En primer lugar, según Solbes, "España está hoy mucho mejor capitalizada que en el pasado".

"Las empresas españolas, las familias y el Gobierno todos han ayudado a elevar el nivel de inversión en la economía doméstica".

España "ha mejorado considerablemente la calidad de sus infraestructuras, las empresas están mejor equipadas y comprometidas con la investigación y el desarrollo, y los jóvenes que entran en el mercado laboral están mejor cualificados que los que se retiran, con un nivel sin precedentes de estudios superiores".

"Este proceso de rápida acumulación de capital ya ha traído significativas ganancias de productividad en los últimos dos años, que están llamadas a ampliarse todavía más a medio plazo".

Solbes indica que, a diferencia de otros países con grandes déficit por cuenta corriente, en España éste es "el resultado de decisiones de inversión realizadas por el sector privado", mientras el Gobierno ha mantenido una política fiscal "sensata y prudente".

En segundo lugar, el ministro subraya la "resistencia del sistema financiero español".

"Los bancos son solventes, eficientes y rentables, y están bien preparados para soportar las actuales turbulencias".

Argumenta que los intermediarios financieros españoles "no se han visto golpeados directamente por la crisis de las hipotecas subprime, sino indirectamente por el endurecimiento de las condiciones internacionales de crédito, como ocurre en otros muchos países, y por el fuerte ajuste en el sector doméstico de la vivienda".

"No obstante, y a pesar del fuerte crecimiento del crédito en los últimos años, la práctica de concesión de préstamos ha sido prudente y ha permanecido bajo la estricta supervisión del Banco de España".

El ministro español recuerda que, aunque la tasa de morosidad aumenta, "todavía es más baja que en anteriores desaceleraciones y es menos de la mitad que la de las tres principales economías de la Eurozona".

En tercer lugar, destaca Solbes, "nuestras instituciones financieras han hecho elevadas provisiones en el pasado" y como están dedicadas sobre todo al negocio minorista "pueden aumentar su financiación incrementando los depósitos".

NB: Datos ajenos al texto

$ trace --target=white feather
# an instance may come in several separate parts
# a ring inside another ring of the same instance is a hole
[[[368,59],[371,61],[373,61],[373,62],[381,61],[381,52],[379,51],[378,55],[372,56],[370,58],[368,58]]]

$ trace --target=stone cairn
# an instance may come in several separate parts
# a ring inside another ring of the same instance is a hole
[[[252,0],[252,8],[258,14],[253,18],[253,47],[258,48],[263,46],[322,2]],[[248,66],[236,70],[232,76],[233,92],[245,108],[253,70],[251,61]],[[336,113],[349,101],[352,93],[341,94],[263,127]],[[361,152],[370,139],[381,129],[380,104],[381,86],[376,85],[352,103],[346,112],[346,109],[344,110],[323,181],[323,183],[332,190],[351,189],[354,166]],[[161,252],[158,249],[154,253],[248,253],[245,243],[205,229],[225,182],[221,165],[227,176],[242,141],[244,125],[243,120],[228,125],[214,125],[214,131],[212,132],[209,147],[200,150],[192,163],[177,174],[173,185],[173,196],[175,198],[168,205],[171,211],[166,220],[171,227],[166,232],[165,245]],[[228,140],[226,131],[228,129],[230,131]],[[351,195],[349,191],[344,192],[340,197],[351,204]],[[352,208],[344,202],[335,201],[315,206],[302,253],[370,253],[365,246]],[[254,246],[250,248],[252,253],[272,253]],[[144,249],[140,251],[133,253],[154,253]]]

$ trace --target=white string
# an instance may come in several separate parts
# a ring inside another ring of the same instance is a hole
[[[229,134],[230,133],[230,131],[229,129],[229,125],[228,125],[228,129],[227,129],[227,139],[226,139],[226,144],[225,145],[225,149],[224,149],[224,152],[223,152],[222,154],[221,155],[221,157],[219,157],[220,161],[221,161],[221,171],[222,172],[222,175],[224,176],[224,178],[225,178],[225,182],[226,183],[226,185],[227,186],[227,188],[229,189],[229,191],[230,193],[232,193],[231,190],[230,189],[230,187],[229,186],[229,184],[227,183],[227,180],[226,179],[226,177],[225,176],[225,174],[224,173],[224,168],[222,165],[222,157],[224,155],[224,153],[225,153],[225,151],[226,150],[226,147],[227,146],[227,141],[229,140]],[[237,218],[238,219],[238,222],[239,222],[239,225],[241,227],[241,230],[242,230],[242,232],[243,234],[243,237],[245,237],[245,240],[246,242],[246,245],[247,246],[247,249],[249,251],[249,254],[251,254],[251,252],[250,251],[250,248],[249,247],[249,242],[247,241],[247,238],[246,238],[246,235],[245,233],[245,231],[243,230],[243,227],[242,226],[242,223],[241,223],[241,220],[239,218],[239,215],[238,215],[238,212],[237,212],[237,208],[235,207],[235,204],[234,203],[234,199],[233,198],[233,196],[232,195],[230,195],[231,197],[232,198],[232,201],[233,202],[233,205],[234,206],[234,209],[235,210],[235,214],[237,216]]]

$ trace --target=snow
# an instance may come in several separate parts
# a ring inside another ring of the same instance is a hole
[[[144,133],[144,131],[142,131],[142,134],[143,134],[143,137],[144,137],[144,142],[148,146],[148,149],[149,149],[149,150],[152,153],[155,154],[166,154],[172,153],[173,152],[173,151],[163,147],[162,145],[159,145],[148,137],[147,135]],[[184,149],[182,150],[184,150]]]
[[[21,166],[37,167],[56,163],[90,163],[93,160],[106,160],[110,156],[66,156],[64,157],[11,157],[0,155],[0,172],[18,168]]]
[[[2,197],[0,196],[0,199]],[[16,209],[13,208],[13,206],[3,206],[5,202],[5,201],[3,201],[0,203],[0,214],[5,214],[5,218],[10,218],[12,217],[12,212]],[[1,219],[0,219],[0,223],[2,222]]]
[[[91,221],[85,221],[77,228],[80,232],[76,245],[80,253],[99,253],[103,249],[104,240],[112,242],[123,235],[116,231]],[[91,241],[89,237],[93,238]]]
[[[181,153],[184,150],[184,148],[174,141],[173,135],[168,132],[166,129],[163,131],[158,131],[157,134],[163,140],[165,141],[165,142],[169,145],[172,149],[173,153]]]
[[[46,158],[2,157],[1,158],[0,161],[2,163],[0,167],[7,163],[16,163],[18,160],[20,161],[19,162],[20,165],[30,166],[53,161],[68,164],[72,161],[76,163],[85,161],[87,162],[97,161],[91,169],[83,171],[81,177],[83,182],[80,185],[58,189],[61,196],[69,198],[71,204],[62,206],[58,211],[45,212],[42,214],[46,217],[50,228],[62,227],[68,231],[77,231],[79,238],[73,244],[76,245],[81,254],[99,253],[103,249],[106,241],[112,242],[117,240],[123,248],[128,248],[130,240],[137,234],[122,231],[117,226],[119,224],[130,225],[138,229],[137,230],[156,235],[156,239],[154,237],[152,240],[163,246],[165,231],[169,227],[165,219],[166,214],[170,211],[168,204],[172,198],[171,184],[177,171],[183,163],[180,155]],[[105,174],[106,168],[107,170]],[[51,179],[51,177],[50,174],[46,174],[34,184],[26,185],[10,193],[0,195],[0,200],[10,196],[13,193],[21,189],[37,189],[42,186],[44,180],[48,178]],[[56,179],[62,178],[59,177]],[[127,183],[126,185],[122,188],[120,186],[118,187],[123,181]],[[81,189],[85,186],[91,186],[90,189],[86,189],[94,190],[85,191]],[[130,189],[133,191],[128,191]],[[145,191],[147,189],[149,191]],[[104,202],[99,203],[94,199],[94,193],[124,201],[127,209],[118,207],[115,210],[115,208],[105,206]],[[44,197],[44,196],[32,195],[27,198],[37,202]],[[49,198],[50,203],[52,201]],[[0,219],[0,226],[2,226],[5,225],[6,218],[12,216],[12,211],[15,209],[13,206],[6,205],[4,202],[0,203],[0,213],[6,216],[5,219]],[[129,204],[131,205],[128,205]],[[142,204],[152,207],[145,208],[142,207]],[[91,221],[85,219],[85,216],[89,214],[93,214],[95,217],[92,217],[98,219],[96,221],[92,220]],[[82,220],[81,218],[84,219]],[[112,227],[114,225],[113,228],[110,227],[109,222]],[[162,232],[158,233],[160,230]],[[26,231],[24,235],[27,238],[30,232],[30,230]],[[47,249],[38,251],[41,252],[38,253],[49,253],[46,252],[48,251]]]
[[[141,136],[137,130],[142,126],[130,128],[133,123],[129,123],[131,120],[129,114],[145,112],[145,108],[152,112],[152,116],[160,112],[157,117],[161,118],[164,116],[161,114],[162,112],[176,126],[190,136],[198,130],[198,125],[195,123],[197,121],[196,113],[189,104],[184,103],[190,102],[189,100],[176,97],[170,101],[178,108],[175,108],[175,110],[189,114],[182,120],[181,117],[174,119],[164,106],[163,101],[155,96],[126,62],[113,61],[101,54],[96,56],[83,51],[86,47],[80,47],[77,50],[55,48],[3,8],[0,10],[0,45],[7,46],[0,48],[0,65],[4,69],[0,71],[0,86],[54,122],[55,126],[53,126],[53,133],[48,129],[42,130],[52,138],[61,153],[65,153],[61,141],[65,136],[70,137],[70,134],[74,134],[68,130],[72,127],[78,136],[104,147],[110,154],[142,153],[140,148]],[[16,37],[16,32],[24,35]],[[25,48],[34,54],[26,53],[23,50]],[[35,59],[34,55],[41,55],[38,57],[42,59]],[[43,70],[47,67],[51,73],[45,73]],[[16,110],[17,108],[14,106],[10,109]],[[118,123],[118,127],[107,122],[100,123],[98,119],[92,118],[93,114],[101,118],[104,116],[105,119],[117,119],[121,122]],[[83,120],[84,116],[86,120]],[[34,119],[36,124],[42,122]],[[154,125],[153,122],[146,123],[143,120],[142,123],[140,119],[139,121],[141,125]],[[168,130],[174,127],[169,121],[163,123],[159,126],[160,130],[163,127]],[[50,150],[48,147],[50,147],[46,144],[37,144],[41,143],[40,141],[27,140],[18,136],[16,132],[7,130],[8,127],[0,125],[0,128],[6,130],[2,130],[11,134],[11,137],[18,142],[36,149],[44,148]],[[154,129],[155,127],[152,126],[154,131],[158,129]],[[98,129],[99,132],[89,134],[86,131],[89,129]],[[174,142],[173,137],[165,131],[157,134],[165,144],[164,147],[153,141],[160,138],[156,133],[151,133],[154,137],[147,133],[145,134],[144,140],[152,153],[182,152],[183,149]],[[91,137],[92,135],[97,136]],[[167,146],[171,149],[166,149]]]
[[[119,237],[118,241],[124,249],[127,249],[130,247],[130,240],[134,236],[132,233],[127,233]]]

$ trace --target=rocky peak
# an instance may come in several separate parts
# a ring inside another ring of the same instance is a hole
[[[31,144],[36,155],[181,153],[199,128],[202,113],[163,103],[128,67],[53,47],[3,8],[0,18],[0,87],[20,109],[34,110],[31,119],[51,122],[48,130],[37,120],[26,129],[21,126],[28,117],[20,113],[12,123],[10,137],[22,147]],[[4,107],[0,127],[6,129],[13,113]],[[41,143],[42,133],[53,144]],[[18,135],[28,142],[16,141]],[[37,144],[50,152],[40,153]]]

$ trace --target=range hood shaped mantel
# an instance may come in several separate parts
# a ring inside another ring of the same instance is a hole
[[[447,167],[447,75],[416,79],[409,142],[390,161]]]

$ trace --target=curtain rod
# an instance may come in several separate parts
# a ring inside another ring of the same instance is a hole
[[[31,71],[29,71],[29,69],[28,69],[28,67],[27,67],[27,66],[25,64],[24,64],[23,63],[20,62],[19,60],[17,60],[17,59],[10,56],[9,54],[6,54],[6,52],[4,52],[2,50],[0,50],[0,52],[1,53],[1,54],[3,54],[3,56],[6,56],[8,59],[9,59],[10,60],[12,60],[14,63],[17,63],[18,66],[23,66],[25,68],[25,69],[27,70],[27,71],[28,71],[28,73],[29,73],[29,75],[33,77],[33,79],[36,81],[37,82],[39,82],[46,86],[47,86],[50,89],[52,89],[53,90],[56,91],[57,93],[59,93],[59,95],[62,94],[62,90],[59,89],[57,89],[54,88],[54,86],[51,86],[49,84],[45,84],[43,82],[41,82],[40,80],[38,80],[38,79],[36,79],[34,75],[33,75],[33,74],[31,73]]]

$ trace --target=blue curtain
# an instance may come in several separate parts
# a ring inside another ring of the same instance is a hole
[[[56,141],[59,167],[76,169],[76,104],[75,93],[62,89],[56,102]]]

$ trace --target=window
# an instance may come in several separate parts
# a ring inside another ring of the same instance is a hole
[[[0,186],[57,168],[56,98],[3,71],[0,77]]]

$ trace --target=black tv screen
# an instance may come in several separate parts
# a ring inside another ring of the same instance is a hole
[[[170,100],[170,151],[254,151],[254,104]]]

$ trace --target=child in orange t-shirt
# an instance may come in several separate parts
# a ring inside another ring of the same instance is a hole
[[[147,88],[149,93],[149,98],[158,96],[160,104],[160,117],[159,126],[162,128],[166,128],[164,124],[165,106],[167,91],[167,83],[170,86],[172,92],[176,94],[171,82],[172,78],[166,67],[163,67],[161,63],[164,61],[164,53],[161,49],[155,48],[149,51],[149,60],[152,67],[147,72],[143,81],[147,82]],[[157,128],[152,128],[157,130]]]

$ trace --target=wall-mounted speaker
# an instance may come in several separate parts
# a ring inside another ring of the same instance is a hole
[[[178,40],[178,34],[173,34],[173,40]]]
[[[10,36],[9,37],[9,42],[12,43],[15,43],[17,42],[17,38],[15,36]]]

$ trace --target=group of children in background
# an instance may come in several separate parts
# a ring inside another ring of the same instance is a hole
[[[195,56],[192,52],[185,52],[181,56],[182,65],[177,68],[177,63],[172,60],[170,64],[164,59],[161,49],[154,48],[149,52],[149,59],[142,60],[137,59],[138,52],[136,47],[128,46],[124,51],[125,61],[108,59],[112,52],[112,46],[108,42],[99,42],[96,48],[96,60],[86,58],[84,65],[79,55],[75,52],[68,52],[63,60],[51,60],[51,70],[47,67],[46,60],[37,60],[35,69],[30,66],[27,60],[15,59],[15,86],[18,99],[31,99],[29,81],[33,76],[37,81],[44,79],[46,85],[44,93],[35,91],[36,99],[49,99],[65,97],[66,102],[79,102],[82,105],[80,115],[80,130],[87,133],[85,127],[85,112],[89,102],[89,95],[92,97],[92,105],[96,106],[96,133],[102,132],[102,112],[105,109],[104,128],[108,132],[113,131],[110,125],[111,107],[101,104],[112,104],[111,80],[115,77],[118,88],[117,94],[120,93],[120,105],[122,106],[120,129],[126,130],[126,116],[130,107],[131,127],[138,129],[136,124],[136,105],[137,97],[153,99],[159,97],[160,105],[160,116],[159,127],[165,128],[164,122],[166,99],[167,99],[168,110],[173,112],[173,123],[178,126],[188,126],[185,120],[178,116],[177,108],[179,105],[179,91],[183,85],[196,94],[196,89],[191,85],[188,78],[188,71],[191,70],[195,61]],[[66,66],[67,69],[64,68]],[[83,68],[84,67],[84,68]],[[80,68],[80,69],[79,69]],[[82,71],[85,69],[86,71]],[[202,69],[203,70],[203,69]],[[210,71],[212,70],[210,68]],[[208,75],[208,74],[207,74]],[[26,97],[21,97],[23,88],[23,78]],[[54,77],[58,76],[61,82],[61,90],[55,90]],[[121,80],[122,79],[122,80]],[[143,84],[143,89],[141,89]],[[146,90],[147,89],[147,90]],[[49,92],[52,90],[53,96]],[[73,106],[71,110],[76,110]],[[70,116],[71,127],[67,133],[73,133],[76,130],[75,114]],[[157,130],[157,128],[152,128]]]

"En los últimos meses los bancos españoles han recurrido más a los préstamos del Banco Central Europeo, pero esta liquidez representa sólo el 1,3% de sus balances, y está en línea con la representación de los bancos españoles en la Eurozona".

Según el ministro, las entidades españolas disponen de suficientes depósitos de garantía para cubrir "varias veces" sus necesidades de financiación y hacer frente a eventuales exigencias adicionales del BCE.

En cuarto lugar, España "se ha convertido en una economía muy abierta y nuestras empresas están demostrando ser competitivas en todos los mercados".

Por último, el vicepresidente económico afirma que la prudente política fiscal llevada a cabo por el Gobierno -que arrojó un superávit del 2% del PIB en 2007- "nos permite aplicar algunas medidas anticíclicas para atenuar la contracción".

"El Gobierno está plenamente comprometido en llevar a cabo más reformas estructurales, como la aplicación de la directiva europea de servicios", asegura Solbes.

"Ciertamente, un severo ajuste está teniendo lugar y la economía seguirá débil hasta el año que viene, con un paro en aumento y alta pero decreciente inflación".

"Afortunadamente", concluye Solbes, "disponemos de margen de maniobra, que nos ayuda a compensar los costes sociales del estancamiento, manteniendo al mismo tiempo la inversión en infraestructuras y educación necesaria para reforzar la productividad futura".

"Estamos convencidos de que en 2010 nuestra economía entrará en un nuevo período de fuerte crecimiento sostenible que se beneficiará de nuestra transformación estructural".